Ostatecznie przyjęte pod koniec grudnia 2020 roku i obowiązujące od 19 stycznia nowe prawo oświatowe zwane też „prawem Celaa” dopuszcza deprawowanie dzieci poprzez m.in. wprowadzenie tzw. edukacji seksualnej w szkołach podstawowych.
Jednym z głównych zarzutów przeciwników nowej ustawy jest ograniczenie wpływu rodziców na program nauki pobierany przez ich dzieci, a także zwiększenie praw rządów wspólnot autonomicznych na edukację.
W czwartek parlamentarna komisja edukacji przyjęła na wniosek lewackiej, a w praktyce komunistycznej partii Podemos propozycję ustawy mającej zobowiązać rząd do opracowania programu edukacji zdrowotnej, w tym seksualnej. Inicjatywę poparło socjalistyczne PSOE i kolejna lewicowa partia Mas Pais. Przedstawiciele tych ugrupowań wezwali również koalicyjny gabinet PSOE – Podemos do współpracy z rządami regionalnymi w celu wprowadzenia edukacji seksualnej do szkół.

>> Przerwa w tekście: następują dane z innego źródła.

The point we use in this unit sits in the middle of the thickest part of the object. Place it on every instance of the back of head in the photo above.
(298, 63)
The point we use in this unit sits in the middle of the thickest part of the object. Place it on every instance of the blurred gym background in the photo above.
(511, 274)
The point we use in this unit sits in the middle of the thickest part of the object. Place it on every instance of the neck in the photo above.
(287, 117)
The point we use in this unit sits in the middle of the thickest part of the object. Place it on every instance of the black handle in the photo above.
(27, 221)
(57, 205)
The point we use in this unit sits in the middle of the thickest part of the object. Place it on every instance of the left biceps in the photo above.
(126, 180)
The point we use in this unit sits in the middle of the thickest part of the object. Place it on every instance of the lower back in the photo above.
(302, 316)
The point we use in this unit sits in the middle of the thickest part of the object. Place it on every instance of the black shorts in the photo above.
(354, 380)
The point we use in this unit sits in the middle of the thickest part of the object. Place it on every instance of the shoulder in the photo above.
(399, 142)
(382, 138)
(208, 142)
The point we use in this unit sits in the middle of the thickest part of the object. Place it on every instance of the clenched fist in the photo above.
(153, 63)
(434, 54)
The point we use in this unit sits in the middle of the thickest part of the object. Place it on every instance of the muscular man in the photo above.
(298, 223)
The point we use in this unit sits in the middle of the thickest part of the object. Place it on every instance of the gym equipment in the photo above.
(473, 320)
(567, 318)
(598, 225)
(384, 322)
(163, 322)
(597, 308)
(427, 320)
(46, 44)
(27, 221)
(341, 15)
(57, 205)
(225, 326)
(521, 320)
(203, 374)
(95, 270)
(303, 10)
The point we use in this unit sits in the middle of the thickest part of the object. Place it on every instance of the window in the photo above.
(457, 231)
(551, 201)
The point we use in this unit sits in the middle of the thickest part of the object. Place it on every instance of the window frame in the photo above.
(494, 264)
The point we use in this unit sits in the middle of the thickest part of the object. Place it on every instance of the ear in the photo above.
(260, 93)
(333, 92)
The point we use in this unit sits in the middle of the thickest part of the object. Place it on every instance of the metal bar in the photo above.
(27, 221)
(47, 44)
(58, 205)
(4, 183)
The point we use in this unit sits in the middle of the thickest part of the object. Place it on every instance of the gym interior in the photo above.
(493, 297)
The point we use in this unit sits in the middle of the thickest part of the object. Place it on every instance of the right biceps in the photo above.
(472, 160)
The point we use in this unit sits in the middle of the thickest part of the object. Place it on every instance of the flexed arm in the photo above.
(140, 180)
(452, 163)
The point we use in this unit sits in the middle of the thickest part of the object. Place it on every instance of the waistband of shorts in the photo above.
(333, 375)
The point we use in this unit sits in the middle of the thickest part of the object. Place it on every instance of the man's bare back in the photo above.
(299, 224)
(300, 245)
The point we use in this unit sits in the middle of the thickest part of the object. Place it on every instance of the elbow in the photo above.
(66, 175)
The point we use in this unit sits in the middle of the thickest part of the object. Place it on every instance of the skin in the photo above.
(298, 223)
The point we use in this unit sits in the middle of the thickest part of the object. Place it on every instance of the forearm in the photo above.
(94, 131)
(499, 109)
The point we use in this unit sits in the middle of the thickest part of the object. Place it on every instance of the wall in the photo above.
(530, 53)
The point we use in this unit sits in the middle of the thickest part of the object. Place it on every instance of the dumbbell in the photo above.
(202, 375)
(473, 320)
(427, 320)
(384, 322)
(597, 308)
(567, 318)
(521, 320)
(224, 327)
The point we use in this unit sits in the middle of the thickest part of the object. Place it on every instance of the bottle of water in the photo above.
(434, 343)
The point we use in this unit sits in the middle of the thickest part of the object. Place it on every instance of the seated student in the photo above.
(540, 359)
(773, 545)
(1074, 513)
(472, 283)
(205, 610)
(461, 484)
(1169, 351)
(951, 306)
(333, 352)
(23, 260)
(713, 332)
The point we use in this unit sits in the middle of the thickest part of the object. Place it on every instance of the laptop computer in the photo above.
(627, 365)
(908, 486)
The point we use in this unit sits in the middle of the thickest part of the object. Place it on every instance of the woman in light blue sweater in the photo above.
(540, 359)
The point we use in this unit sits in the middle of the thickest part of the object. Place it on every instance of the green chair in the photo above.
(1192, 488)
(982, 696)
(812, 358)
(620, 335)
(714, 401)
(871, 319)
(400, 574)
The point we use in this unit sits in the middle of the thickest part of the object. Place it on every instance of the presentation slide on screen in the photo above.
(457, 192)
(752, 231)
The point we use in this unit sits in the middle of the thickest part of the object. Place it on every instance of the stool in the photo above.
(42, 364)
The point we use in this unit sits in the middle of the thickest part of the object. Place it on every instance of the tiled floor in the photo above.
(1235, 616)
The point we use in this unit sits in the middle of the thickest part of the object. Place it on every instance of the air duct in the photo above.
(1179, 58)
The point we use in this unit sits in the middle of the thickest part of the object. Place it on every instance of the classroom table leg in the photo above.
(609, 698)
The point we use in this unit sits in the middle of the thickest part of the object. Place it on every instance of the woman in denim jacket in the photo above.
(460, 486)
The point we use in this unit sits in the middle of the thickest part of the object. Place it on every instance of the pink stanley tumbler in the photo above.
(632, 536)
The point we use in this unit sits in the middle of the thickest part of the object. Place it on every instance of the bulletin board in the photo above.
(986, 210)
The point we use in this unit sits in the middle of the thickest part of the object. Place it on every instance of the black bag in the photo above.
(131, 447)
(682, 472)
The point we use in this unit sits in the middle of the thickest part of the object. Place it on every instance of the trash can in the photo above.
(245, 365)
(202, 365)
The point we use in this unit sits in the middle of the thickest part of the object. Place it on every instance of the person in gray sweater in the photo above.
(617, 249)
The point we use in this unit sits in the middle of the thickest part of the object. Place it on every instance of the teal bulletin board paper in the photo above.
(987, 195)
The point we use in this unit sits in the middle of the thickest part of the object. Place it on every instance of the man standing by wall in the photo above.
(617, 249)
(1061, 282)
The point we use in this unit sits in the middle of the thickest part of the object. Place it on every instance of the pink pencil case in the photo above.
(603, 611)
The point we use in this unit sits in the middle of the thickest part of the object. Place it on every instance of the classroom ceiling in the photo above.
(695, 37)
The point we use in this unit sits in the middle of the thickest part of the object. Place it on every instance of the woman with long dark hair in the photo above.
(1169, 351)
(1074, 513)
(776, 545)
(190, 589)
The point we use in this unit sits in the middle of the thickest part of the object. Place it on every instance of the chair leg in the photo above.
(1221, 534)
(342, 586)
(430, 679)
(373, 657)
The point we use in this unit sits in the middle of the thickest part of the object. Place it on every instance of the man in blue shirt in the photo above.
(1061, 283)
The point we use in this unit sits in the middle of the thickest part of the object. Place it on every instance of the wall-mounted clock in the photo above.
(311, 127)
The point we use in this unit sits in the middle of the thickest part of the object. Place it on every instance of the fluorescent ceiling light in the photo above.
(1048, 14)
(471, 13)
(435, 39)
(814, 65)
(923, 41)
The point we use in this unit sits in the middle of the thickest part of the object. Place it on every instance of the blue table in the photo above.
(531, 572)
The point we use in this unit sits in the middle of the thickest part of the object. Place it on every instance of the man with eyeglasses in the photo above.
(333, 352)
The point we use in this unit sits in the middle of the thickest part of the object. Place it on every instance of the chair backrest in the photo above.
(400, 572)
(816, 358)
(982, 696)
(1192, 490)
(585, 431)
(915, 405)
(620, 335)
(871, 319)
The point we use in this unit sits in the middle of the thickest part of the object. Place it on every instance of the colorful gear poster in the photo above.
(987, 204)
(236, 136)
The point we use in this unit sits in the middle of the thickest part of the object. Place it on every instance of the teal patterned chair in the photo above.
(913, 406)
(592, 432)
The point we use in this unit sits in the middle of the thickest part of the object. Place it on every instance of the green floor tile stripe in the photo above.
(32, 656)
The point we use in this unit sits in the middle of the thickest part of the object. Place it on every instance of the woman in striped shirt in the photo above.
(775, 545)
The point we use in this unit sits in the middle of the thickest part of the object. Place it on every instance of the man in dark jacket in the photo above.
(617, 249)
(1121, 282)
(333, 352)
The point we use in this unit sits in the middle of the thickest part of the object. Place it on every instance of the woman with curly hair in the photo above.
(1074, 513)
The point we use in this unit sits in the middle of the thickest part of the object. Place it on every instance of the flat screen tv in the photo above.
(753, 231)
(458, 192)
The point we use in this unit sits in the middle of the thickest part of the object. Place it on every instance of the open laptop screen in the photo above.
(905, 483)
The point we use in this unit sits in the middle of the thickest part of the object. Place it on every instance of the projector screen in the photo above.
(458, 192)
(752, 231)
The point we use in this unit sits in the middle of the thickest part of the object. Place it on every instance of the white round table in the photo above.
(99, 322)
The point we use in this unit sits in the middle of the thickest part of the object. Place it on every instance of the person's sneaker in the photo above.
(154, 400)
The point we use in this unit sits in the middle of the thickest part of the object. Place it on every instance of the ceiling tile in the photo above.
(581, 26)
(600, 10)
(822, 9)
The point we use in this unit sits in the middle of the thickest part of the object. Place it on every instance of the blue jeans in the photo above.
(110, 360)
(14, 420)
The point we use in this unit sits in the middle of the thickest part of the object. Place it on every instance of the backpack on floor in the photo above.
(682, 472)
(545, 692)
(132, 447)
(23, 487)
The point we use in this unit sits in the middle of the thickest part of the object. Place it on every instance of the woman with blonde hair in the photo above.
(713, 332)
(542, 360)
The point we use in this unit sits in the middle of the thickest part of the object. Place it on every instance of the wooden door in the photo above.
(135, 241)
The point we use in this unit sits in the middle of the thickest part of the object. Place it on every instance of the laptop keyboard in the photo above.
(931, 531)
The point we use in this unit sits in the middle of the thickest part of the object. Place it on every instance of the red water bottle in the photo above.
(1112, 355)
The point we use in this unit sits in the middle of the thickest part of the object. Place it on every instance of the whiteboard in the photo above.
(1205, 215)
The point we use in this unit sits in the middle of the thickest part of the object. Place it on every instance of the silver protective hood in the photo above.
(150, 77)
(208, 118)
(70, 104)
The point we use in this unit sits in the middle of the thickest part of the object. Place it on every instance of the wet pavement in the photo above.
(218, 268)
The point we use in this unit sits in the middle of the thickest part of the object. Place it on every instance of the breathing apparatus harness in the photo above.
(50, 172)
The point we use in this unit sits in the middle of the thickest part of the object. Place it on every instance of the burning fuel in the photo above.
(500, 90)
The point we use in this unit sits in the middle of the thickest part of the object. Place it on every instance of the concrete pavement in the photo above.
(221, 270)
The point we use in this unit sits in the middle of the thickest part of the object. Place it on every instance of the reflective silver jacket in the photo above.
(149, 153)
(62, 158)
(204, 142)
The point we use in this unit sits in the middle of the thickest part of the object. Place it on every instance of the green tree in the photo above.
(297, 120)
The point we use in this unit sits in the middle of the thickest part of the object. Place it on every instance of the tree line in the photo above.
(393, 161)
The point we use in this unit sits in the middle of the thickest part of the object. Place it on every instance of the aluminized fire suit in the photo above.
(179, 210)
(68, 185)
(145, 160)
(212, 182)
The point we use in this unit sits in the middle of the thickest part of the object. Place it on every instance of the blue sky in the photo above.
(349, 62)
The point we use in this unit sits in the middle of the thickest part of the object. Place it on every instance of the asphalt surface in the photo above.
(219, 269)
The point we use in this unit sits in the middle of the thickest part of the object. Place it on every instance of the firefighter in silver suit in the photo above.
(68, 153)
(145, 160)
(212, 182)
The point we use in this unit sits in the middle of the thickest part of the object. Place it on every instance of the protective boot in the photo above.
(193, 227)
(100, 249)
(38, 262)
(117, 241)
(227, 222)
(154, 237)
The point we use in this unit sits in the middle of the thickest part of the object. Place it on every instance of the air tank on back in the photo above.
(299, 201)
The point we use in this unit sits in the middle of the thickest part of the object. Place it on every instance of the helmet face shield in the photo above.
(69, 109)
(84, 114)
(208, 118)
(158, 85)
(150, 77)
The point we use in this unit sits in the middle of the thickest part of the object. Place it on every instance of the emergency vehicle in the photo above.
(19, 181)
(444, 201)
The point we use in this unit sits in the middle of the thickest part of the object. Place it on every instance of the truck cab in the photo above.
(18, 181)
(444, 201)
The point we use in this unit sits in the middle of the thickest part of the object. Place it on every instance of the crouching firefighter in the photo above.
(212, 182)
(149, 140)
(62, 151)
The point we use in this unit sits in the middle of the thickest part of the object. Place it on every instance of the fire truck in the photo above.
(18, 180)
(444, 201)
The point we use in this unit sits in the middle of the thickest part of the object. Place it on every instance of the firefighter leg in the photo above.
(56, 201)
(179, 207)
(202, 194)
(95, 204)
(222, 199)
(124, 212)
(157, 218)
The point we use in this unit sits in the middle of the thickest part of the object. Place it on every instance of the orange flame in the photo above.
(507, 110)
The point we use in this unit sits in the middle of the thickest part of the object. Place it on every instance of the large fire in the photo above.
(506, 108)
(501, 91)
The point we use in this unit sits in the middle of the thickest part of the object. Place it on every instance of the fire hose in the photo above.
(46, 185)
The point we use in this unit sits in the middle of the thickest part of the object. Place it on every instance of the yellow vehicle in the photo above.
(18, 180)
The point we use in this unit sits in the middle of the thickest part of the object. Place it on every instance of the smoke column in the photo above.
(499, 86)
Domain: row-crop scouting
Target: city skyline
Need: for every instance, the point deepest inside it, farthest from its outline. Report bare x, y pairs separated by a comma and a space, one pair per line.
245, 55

Opozycyjna prawicowa partia Vox w dokumencie „100 propozycji dla Hiszpanii” opowiedziała się za prawem rodziców do niewyrażania zgody na zajęcia szkolne wprowadzające nauczanie „wartości etycznych, społecznych, obywatelskich, moralnych i seksualnych” – tzw. PIN rodzicielski. Ugrupowanie uzasadnia, że rodzice powinni mieć wpływ na kierunek edukacji swoich dzieci zgodnie ze swoimi wartościami moralnymi, a państwo „nie powinno indoktrynować dzieci przeciwko przekonaniom filozoficznym i religijnym rodziców”.
Jednym z głównych powodów tych żądań jest sprzeciw wobec prowadzenia zajęć z edukacji seksualnej w szkołach przez zewnętrzne organizacje LGBT.
Jak wyjaśniała w sobotę na łamach dziennika „El Pais” sekretarz ds. równości związków zawodowych CCOO Belen de la Rosa takie zajęcia w regionie Madrytu odbywają się już od lat i „są sposobem na oddanie głosu osobom o odmiennej orientacji seksualnej”. Tak więc homoseksualiści lesbijki i zmiennopłciowcy nauczają w Hiszpanii małe dzieci o seksie.
Całkowite wprowadzenie w życie reformy pozwalającej na pełną seksindoktrynację dzieci potrwa trzy lata. Przeciwko nowym przepisom głosowały centroprawicowa Partia Ludowa, liberalna Ciudadanos i Vox.
Hiszpania pod rządami socjalistów i komunistów pogrąża się gospodarczej i społecznej katastrofie. Bezrobocie wśród młodych do 34-ego roku życia sięga 40 procent. W 2020 roku zanotowano największy spadek PKB od czasów wojny domowej, największy spośród wszystkich państw UE. Tymczasem komuniści i socjaliści powadzą kolejna ofensywę ideologiczną i światopoglądową. Zabrali się nawet za dzieci.